Dopo il rigetto della misura per il sindaco e gli arresti domiciliari per il magistrato rocchese ritenuto il capo di una cupola di favori, intercessioni ed interferenze in numerose cause civili con conseguenti benefici economici, la Procura di Napoli torna all’attacco e reitera le proprie richieste, alcune , come l’arresto del primo cittadino, rigettata nel dicembre scorso dal gip Luisa Toscano. Il sindaco Pagano fu oggetto di perquisizione domiciliare ed in quella occasione gli furono sequestrati telefonini e pc. I fatti contestati e che vedono indagato Carmine Pagano non sono riferiti al suo ruolo di sindaco bensì al suo precedente incarico di presidente della Polisportiva Rocchese, la società della quale si interessava anche il fratello togato ed alla quale, secondo gli inquirenti, arrivavano finanziamenti da parte degli imprenditori finiti nel mirino della magistratura.
Il prossimo 15 marzo al tribunale del riesame di Napoli si discuterà dell’appello avverso l’ordinanza di custodia cautelare ai danni del giudice Mario Pagano di Roccapiemonte e di imprenditori e funzionari del tribunale di Salerno. La procura ha chiesto che venga inasprita la misura cautelare proprio per il magistrato rocchese che il GIP ha ristretto, dallo scorso 11 dicembre, agli arresti domiciliari nella sua villa di Rocca. I Pm napoletani avevano chiesto al giudice per le indagini preliminari di mettere agli arresti in carcere il giudice rocchese. Sempre la procura partenopea ha chiesto che si discuta il suo appello anche per Carmine Pagano, fratello del magistrato inquisito e dal giugno scorso sindaco della cittadina dell’Agro.
Per il sindaco gli inquirenti avevano chiesto l’arresto in carcere considerandolo partecipe dell’associazione per delinquere che sarebbe stata capeggiata dal fratello togato e di cui avrebbero fatto parte anche il cognato di quest’ultimo, il cancelliere Nicola Domenico Montone e l’ex Got Augusta Villani. Carmine Pagano sarebbe stato il “raccoglitore” delle istanze di numerose persone interessate alle illecite interferenze del magistrato sull’attività di pubblici ufficiali, mantenendo contatti anche con politici e gestendo i proventi illegali dell’intero sistema che pare fossero confluiti in parte nelle casse della Polisportiva Rocchese. Chiesta di riformare in peggio la misura cautelare inflitta dal gip a carico di Luigi Celestre Angrisani, patron della casa di cura Angrisani-Villa dei Fiori, del titolare della Royal Trophy Roberto Leone di Cava dei Tirreni, entrambi sottoposti a divieto di dimora nei comuni dove hanno sede legale ed operativa le rispettive società. Chiesta di riesaminare anche la posizione del 42enne Eugenio Rainone di Sarno della Costruzione Generali Rainone Srl e di Giacomo Sessa, 59enne di Fisciano della Sacar Forni di cui era titolare.
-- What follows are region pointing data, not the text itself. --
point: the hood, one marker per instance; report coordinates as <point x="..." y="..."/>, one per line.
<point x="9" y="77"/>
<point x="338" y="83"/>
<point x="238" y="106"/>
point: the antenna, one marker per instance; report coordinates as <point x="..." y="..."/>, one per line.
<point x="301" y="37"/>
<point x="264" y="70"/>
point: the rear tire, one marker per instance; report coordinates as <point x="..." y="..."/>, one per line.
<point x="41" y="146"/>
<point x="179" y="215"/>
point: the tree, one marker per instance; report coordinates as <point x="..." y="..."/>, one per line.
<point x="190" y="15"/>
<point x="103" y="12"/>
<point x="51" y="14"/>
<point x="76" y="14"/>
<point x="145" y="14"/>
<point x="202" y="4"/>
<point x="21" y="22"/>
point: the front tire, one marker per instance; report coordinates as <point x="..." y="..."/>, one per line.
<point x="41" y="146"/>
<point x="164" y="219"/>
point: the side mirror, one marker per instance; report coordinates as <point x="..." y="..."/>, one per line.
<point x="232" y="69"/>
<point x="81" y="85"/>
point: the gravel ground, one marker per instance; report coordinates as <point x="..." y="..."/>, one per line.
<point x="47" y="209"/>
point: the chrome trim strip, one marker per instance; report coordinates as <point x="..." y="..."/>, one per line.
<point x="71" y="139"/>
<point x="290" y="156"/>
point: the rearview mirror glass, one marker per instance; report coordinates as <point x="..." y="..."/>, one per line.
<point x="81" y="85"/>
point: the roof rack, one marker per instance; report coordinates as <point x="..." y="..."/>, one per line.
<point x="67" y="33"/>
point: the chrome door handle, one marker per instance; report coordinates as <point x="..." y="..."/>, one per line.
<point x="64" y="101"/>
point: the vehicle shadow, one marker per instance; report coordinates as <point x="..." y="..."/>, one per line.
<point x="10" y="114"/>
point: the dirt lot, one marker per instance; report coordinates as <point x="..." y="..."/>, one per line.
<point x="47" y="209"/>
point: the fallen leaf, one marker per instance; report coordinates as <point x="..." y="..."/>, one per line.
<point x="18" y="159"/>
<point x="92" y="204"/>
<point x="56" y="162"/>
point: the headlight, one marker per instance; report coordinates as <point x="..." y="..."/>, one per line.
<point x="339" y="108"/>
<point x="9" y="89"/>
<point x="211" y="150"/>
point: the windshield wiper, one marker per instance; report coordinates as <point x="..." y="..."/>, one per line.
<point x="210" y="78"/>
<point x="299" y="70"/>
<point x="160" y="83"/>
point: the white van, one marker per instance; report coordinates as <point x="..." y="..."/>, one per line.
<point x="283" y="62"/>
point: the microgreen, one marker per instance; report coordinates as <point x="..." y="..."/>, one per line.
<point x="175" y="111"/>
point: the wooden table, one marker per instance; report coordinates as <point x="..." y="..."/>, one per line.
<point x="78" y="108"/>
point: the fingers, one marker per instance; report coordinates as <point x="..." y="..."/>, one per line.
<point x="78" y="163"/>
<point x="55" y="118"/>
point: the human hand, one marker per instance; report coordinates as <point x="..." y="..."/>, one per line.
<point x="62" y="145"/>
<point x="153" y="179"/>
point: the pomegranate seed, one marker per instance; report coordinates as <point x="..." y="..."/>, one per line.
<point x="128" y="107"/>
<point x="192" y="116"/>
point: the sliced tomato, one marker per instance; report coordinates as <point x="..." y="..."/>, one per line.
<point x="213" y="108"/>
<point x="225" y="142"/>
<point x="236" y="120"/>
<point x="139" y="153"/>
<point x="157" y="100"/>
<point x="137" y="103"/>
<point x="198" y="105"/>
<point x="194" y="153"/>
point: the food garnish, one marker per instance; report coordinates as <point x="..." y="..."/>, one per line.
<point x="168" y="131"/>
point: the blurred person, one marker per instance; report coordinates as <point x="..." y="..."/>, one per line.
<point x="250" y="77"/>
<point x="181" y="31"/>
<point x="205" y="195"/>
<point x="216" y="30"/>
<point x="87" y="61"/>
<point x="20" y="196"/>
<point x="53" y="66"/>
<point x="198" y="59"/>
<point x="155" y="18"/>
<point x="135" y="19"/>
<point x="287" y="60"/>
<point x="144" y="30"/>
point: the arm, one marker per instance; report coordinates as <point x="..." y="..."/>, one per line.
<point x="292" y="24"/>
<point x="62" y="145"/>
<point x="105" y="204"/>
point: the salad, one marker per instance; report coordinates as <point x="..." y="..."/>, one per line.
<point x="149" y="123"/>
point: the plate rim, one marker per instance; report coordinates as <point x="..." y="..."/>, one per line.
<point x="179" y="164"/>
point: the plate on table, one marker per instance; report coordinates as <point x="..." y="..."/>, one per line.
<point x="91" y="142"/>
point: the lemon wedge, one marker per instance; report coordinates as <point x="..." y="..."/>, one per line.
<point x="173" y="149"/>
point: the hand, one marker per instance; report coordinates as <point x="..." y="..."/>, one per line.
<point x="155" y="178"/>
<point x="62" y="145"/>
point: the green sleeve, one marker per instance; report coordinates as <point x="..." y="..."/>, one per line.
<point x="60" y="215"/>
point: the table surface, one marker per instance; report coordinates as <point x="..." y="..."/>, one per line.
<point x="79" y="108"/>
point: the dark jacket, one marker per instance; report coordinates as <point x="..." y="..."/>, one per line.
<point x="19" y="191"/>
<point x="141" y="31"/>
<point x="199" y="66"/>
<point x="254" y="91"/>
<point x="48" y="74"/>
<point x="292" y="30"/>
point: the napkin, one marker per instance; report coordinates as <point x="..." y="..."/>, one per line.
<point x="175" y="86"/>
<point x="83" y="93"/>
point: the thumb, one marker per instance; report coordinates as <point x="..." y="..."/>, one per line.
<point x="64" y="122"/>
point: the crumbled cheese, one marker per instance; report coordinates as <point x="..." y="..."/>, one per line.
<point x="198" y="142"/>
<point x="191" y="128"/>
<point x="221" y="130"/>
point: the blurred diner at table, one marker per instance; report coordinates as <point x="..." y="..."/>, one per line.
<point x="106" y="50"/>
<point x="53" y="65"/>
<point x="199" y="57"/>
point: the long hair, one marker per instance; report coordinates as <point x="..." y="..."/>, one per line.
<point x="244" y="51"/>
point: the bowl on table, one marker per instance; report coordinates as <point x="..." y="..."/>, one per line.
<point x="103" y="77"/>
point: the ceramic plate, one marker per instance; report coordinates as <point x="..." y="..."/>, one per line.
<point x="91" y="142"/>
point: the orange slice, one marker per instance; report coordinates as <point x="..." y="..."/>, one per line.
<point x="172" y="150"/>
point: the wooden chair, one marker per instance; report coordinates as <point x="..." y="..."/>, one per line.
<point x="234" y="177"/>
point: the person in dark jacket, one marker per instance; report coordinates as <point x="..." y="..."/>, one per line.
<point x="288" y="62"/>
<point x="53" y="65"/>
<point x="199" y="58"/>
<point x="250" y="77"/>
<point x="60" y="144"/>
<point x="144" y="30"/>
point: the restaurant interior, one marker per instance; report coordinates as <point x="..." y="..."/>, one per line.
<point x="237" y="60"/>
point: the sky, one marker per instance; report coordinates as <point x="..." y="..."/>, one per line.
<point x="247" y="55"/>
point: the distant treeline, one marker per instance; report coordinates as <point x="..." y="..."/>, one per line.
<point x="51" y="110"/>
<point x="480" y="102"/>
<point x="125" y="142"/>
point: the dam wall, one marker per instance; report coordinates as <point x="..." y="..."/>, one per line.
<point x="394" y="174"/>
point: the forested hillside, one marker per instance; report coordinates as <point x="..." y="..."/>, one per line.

La procura aveva chiesto al gip la custodia cautelare in carcere, tra gli altri, dei fratelli Pagano, e degli imprenditori Leone e Celestre Angrisani e gli arresti domiciliari, tra gli altri, per Rainone e Sessa. Il giudice per le indagini preliminari aveva invece stabilito i domiciliari per Mario Pagano, nessuna misura per il fratello Carmine e per Sessa e Rainone, mentre l’obbligo di dimora per quattro imprenditori Celestre Angrisani, Leone, Riccardo de Falco e Giovanni di Giura, questi ultimi due titolari delle case di cura del gruppo Silba. L’inchiesta ruota attorno a due filoni principali: un primo relativo alla corruzione in atti giudiziari, in capo al giudice Mario Pagano, ed un secondo relativo alla truffa per centinaia di migliaia di euro legata al finanziamento regionale ottenuto sempre dal magistrato per la realizzazione di un agriturismo sulle colline rocchesi.
Toccherà adesso in particolare all’avvocato Giuseppe Buongiorno, legale del sindaco Carmine Pagano, tratteggiare la linea difensiva del suo assistito, visto che i difensori degli altri imputati avevano avuto la possibilità di farlo già in una precedente udienza, e soprattutto evitargli le misure restrittive chieste con insistenza dai pm partenopei.